Any moment in history can be taught in multiple ways. Our curriculum does not dictate any specific method or strategy for any particular content standard.

Instead, the following are a set of generalized classroom assignments that could be applied to any individual lesson.

1. Can I See Myself in These Photographs? - PPT/Prezi presentations

For example, students can be required, individually or in groups, to research and prepare a PowerPoint presentation of at least 10 slides, evaluating and interpreting anywhere from 1-5 photographs of African-American life in Los Angeles from 1945-2000.

Student can find photographs from their own family collections that show similarities in the experiences and living conditions of their family in the present, and African-Americans in Los Angeles of the past.

In a Life Cycles activity, students prepare diagrams of hopes and dreams for their own educations and careers.

2. Real and Imagined Biographies

Students put together albums of photographs, complete with captions and narrative descriptions.

Students compose scrapbooks of photographs from the collections, finding and/or creating artifacts such as ticket stubs, magazine articles, and other memorabilia to go along with the photographs.

Students design business cards for individuals in the photographs, together with brief narrative biographies.

Students take on the role of an individual in a given photograph, researching and preparing actual or fictitious biographies, perhaps using WikiPedia or similar articles as models.

3. That Was Then...This Is Now

Students employ such on-line tools as GoogleMaps or MapQuest to determine probably or exact locations of individual photographs, including streets, intersections, and landmarks.

Student investigate what the locations look like now, and how things have changed.

4. What Where They Thinking?

Students compose a daily diary or journal in the character of individuals from the photographs.

Student can compose extended dialogues, skits and mini-plays between historical figures.
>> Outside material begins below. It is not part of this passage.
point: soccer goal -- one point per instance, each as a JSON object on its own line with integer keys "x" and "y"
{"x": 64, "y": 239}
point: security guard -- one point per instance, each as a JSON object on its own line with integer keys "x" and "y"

In a long-term Historical Party project, students plan a party for a few guests, complete with a formal invitation, an annotated guest list, table seating arrangements, and questions, topics and talking points for each guest and table.

5. What Was Happening at The Time?

In a more traditional approach to teaching history, students source, contextualize and analyze photographs.

What was going on in Los Angeles, in California, the U.S., and/or in the world at the time? What was going on with African Americans in particular, and other Americans in general, at the time?

Students can create magazine covers and articles, newspaper or Internet news source stories, based on models from currently available sources.